16 Comments on “Stop Competing And Set Yourself Free

  1. Brilliant pointers there Corinne. Its so so natural for us to begin the comparison on anything at all. I am glad you put this down here as I have been practicing to pick myself up by telling myself I am better; no comparisons there. Sometimes I felt that I was being too arrogant in praising myself but this post felt good to read 🙂

  2. So good joining the #MondayMusings after a long time, Corinne. I am nodding along as I read your post, because all those much-needed reminders you’ve mentioned can do a lot to ensure we retain our sanity in this crazy cut-throat world. Focussing inwards has always been something that I loved doing and now, ever since I’ve stepped off the competition and comparison bandwagon, its the journey inwards that speaks to me more than anything.

  3. First of all, Oh yay! Monday Musings is back. Count me in from next week onwards 🙂
    I love this post, especially the last point where you mentioned to avoid all the toxicity that triggers you. Trust me, I unfollowed so many people on social media and blocked a few. Ah, such peace! 🙂

  4. Fantastic pointers, Corinne!

    I love how you put all of that motivation so crisply in such cute & simple sentences. I agree with all of them.

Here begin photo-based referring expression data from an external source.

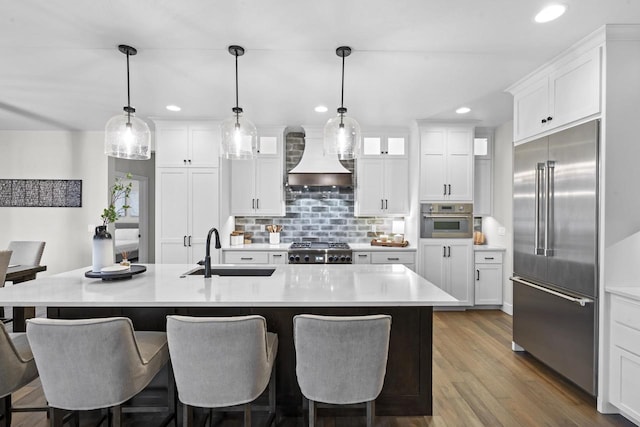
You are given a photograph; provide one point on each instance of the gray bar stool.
(94, 363)
(341, 360)
(222, 362)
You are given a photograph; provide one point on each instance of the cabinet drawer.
(248, 257)
(393, 258)
(488, 257)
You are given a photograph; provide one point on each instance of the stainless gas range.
(320, 253)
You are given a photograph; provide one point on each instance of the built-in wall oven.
(446, 220)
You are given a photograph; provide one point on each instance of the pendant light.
(125, 135)
(341, 133)
(239, 135)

    True. Avoiding comparison & triggers are the most important habit we must inculcate & foster sustainably to keep ourselves motivated, focused & sane towards our life & goals.

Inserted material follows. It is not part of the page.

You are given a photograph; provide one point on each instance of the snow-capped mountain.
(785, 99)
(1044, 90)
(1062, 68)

  5. Just discovered your site and enjoyed this post.
    Your last point of staying away from triggers is perhaps the most important one for me. I’ve walked away from several groups to ease the pressure of this.
    Thanks for hosting…..hope my post fits the bill

  6. The compare and despair trap is something we all fall into at times Corinne – I know it’s been a big problem for me over the years. Finally in my 50’s I feel like I’m putting it behind me and starting to really appreciate my life without the need to prove my worth to anyone. It’s so freeing to accept myself for who I am – and being unique is pretty special isn’t it?

  7. A reminder to self. Meditation and writing a gratitude journal daily works as wonder for me. I feel content & energised to make each day better. Thanks for this post, Corinne.

  8. All of the them such valid and brilliant points. Counting our blessings and being grateful for the things we have really helps our mental well being. Nice to see that #MondayMusings is back.

  9. Excellent tips as always, Corinne. It’s so easy to compare our lives to someone else’s highlight reel, especially on social media. And with the constant messaging out there to hustle more, it’s easy to look at your own life and think it’s not “enough” somehow.

  10. It was so freeing when I stopped competing with others. No longer any FOMO. I didn’t worry that I had not read as many books as they had or written as many posts as others. It just freed me up to do the things that gave me pleasure instead.